The Petrified Forest - Plot

Plot

Alan Squier (Howard), once a British intellectual and writer, now a penniless alcoholic drifter, wanders into a roadside diner in the Petrified Forest area in northern Arizona. The diner is run by Jason Maple (Porter Hall), his daughter Gabrielle (Davis), and her grandfather (Charley Grapewin), "an old man who was missed by Billy the Kid."

Alan recounts his European adventures and Gabrielle is instantly smitten with him. Gabrielle's mother, a French war bride who fell in love with Jason when he was a young, handsome American serviceman, left her "dull defeated man" and moved back to France when Gabrielle was a baby. She now sends poetry to Gabrielle, who dreams of moving to Bourges to become an artist.

She shows Alan her paintings – the first time she has shown them to anyone – and reads him a favorite Villon poem. Boze Hertzlinger (Dick Foran), Gabrielle's blue-collar boyfriend, grows jealous of Alan, who assures him that he intends to leave forthwith. Alan mooches a ride from wealthy tourists Mr. and Mrs. Chisholm (Paul Harvey and Genevieve Tobin), but before they can depart, Duke Mantee (Bogart), a famous gangster fleeing a massive police pursuit, invades the diner with his gang and takes the entire group hostage.

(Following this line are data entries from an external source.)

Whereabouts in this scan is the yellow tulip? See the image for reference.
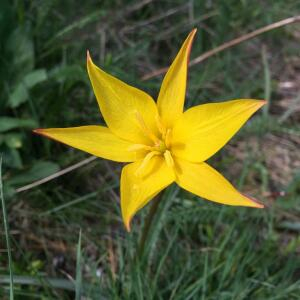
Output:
[35,29,265,231]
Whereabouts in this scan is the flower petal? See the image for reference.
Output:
[87,53,158,143]
[157,29,197,128]
[121,156,175,231]
[172,99,265,162]
[34,125,137,162]
[175,158,263,208]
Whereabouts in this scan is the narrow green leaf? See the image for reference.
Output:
[75,229,82,300]
[0,156,14,300]
[0,117,38,132]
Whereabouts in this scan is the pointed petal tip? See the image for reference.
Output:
[86,50,92,63]
[191,28,197,35]
[241,193,265,208]
[259,100,268,106]
[124,220,131,233]
[32,128,43,134]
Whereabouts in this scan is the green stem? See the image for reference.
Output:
[138,196,161,257]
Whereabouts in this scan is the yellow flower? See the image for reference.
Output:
[35,29,265,231]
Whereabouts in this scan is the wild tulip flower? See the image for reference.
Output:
[35,29,265,231]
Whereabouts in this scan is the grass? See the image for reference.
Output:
[0,0,300,300]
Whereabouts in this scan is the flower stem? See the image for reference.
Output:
[138,196,161,258]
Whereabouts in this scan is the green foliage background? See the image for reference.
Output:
[0,0,300,300]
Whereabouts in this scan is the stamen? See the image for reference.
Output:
[164,150,174,168]
[127,144,153,152]
[135,111,159,143]
[165,128,171,148]
[135,151,161,177]
[155,115,166,137]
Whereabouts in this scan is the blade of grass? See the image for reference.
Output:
[75,229,82,300]
[0,156,14,300]
[262,47,271,117]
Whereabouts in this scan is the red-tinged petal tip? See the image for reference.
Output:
[241,193,265,208]
[86,50,92,61]
[125,220,131,232]
[32,128,43,134]
[191,28,197,34]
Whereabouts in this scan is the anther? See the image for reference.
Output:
[135,111,159,143]
[127,144,153,152]
[155,115,166,137]
[164,150,174,168]
[165,128,171,148]
[135,151,161,177]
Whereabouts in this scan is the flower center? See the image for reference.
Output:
[128,112,174,176]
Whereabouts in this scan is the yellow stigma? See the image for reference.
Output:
[128,111,174,177]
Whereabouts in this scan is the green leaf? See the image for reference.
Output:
[75,229,82,300]
[7,69,47,108]
[7,82,29,108]
[5,133,22,149]
[0,117,38,132]
[6,26,34,77]
[7,161,60,186]
[24,69,47,88]
[0,156,14,300]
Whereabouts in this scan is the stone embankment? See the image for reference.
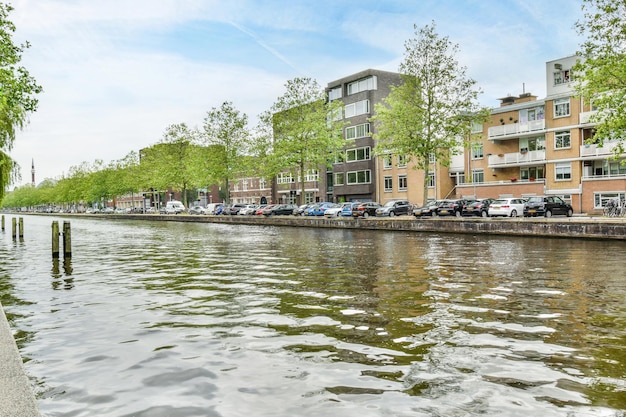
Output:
[97,214,626,240]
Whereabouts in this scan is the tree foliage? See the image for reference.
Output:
[264,78,345,203]
[195,101,250,203]
[0,3,42,201]
[574,0,626,157]
[372,22,487,202]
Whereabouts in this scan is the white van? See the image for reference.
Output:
[165,200,185,214]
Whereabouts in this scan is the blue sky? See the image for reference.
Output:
[10,0,581,185]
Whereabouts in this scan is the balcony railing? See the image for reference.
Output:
[487,119,546,139]
[578,110,596,125]
[489,149,546,168]
[580,142,618,157]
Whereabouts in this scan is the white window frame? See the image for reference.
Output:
[554,162,572,181]
[344,100,370,119]
[398,174,409,191]
[346,169,372,185]
[345,123,371,140]
[554,97,571,119]
[383,175,393,193]
[346,146,372,163]
[554,130,572,149]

Everyone is of course terrified, except Alan, who has little to live for. Indifferent to the danger, he engages Duke in lively conversation and toasts him as "the last great apostle of rugged individualism." As the police converge on the restaurant, Duke prepares to flee, announcing that he will bring Mr. and Mrs. Chisholm with him as human shields. Alan has an inspiration: With Gabrielle in another room, he produces a life insurance policy he is carrying with him, and amends it, making Gabrielle the beneficiary. Then he asks Duke to kill him, so that Gabrielle can use the insurance money to make her dream of studying art in France a reality. "It couldn't make any difference to you, Duke. After all, if they catch you, they can hang you only once...Living, I'm worth nothing to her; dead, I can buy her the tallest cathedrals, and golden vineyards, and dancing in the streets."

The police close in; Duke obliges Alan by shooting him. "So long, pal," growls Duke, "I'll be seein' ya soon." He exits, only to be gunned down himself by the waiting posse. Alan dies in Gabrielle's arms, secure in the knowledge that she, alone among the film's principals, will escape her dead-end existence to pursue her dreams.